Interestingly, women’s history has now started to become mainstream, with Diarmaid Ferriter’s Transformation of Ireland, the first survey history of twentieth century Ireland to appear in some time, taking it for granted that women are a huge part of the narrative. Tom Bartlett’s newly published Ireland: A History also assumes the centrality of women’s experience. The magnificent Dictionary of Irish Biography, published last year, contains a commitment by its editors to include as many women as possible, and they were as good as their word. As well as the usual suspects, we get to read about Katty Barry, who ran a terrific shebeen in Cork city, Annie Moore, the first woman to land at Ellis Island, and Madge Davison, Belfast Communist and civil rights activist. This mainstreaming of women’s history is most welcome and long overdue; the idea that half the population could be largely excluded from accounts of our past is over.

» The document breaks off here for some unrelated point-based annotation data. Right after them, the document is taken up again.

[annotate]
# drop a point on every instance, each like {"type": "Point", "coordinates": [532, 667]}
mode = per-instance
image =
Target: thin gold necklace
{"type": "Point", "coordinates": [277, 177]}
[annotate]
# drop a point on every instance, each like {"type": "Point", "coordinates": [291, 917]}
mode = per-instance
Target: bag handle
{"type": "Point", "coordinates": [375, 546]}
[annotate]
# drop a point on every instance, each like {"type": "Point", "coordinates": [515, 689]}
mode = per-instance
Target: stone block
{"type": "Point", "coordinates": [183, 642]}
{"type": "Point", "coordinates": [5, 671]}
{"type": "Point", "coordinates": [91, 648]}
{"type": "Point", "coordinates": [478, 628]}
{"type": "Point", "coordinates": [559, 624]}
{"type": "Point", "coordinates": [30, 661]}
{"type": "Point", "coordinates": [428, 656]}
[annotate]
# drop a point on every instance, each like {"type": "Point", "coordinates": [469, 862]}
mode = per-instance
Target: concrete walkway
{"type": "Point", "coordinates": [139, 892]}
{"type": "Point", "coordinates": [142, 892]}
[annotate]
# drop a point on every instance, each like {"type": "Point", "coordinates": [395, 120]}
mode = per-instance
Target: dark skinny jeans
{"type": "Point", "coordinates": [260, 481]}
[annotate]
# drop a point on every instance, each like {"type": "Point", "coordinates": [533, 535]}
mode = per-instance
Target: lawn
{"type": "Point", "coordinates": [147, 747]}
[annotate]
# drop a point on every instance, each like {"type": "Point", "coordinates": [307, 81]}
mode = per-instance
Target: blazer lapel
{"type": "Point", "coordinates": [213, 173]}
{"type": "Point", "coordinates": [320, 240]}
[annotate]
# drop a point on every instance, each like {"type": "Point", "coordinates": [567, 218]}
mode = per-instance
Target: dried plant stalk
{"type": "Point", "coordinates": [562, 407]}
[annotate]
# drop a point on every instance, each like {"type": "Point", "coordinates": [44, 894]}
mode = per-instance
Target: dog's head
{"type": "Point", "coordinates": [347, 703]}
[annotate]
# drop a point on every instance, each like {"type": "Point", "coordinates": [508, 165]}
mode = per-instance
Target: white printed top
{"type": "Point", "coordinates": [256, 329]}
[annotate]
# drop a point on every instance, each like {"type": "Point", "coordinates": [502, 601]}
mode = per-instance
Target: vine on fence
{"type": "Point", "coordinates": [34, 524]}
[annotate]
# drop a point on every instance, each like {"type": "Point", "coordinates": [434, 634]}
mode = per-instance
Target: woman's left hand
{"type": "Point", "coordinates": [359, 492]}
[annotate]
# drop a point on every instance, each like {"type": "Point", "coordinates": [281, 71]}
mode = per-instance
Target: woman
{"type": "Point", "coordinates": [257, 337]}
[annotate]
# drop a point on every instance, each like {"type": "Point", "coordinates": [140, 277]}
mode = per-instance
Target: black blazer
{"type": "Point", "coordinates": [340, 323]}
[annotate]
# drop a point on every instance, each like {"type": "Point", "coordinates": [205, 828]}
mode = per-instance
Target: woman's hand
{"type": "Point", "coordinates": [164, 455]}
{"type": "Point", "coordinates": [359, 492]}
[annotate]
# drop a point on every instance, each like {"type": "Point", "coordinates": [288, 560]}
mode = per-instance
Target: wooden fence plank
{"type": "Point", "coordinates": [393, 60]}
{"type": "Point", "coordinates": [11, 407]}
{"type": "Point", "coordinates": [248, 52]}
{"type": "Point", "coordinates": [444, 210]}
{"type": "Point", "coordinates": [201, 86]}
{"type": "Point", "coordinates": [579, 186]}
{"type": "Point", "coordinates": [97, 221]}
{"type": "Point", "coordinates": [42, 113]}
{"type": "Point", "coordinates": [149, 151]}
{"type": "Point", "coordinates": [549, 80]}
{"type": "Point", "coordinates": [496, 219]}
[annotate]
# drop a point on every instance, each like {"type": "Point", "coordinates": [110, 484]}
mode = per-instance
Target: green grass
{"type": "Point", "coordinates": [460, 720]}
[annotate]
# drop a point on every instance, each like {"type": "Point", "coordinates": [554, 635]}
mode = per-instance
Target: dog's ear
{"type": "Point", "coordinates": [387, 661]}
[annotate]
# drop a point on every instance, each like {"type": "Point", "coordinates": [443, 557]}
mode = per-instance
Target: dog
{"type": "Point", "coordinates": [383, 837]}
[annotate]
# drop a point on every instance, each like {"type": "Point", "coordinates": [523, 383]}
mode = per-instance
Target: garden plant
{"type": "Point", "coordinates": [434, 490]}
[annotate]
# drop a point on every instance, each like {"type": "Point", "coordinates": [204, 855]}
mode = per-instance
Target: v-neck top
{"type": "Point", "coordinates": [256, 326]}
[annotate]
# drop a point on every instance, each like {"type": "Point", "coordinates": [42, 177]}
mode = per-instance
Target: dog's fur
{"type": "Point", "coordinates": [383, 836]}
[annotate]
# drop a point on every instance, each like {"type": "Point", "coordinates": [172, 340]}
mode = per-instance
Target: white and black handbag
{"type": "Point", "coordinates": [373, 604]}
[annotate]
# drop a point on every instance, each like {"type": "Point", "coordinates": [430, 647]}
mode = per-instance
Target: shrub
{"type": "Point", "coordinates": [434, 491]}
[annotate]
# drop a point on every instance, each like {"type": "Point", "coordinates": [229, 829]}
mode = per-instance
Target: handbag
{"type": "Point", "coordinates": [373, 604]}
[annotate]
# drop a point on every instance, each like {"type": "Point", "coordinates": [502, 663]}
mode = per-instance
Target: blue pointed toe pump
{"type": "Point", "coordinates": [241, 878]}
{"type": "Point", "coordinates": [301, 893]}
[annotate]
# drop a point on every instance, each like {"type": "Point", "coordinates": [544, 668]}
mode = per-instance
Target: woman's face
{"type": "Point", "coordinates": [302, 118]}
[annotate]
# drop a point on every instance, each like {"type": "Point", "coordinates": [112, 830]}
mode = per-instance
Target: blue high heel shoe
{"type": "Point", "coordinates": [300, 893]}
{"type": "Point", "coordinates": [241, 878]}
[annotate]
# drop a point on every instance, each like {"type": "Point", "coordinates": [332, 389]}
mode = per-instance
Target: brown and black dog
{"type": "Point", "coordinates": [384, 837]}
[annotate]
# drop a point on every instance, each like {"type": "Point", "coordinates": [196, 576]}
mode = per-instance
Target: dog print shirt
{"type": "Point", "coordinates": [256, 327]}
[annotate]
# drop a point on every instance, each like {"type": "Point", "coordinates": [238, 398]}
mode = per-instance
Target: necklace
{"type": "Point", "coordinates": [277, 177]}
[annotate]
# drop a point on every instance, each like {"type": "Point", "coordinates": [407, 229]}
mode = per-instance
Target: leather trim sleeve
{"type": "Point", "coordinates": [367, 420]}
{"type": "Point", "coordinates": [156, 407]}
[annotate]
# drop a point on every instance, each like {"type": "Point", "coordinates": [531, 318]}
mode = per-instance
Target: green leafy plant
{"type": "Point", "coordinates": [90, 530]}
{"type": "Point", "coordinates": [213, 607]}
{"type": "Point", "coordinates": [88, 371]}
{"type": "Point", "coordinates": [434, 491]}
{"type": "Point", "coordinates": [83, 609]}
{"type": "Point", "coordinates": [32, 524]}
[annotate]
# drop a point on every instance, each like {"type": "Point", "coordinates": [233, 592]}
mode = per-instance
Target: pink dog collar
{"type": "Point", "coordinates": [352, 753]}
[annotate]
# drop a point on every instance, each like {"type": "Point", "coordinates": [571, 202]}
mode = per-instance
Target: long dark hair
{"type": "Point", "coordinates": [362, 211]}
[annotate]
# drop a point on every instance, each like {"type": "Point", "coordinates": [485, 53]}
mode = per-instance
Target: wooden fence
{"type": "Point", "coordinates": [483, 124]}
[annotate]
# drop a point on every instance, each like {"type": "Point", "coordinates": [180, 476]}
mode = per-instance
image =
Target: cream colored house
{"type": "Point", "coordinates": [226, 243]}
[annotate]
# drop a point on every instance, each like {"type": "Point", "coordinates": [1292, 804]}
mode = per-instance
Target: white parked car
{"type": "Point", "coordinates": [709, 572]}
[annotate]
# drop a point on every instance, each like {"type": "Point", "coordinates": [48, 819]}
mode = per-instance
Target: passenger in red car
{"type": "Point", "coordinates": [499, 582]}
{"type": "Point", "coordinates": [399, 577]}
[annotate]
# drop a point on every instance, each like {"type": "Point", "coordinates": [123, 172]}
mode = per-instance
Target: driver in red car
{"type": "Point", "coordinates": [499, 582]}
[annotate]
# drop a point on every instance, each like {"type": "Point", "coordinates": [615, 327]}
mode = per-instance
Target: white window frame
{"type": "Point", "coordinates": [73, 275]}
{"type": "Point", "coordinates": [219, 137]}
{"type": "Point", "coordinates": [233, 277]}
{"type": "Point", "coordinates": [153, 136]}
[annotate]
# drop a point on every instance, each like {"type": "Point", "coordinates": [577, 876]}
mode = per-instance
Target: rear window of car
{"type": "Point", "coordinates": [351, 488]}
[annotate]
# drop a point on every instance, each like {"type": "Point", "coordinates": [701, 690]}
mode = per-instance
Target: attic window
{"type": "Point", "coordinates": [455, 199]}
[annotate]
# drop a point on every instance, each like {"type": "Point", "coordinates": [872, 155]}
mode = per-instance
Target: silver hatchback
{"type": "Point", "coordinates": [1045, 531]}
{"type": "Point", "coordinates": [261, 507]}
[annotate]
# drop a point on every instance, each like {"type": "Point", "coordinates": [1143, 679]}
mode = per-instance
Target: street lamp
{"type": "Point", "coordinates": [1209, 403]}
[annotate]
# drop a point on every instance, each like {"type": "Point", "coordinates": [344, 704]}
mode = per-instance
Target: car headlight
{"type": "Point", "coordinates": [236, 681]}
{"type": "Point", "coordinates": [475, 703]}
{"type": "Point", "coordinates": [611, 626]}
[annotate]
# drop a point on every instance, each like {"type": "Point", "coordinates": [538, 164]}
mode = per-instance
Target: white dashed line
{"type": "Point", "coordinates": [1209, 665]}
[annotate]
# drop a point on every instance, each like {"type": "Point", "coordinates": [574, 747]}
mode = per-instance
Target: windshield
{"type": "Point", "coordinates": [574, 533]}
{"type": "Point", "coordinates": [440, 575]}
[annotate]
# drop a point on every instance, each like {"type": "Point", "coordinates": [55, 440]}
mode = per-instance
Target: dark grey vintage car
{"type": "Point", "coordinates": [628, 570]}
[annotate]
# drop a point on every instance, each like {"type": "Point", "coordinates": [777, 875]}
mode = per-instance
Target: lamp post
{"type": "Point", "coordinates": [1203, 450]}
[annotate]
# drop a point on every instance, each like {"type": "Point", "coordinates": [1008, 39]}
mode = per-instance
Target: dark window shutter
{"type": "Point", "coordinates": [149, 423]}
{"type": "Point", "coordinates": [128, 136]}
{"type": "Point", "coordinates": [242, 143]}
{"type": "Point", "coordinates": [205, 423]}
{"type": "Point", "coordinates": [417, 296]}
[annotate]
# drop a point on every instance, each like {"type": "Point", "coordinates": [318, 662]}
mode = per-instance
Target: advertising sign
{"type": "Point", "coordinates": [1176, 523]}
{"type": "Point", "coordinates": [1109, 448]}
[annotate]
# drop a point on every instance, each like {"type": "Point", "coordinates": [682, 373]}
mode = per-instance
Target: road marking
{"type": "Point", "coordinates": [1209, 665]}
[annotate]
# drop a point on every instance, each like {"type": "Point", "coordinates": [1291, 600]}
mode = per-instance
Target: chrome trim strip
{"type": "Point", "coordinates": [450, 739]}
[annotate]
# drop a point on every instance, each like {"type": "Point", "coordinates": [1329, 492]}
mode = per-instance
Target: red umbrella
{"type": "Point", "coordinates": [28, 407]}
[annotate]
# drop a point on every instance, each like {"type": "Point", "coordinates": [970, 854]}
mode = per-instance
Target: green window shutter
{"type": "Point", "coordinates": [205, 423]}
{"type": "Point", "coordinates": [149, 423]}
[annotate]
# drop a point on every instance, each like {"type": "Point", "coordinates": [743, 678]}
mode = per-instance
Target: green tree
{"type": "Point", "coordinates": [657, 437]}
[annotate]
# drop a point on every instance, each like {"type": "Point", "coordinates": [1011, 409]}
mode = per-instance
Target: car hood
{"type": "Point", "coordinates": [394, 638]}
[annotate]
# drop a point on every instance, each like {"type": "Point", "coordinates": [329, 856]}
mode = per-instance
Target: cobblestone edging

But a great deal of work remains to be done. The Women’s History Project, directed by Maria Luddy and staffed by Leeann Lane, Catherine Cox and Diane Urquhart, carried out a survey of the contents of repositories of archives all over Ireland, and published the results in a database which is accessible through the national archives website. This survey and database reveal untold riches of material available for historical research, ranging from convent and school records to the material buried in major repositories like the National Library and the National Archives. Unfortunately, the project ceased to be funded 10 years ago, and the database is badly in need of updating. It was the first step in uncovering the hidden narratives of women’s lives which lie in our archives.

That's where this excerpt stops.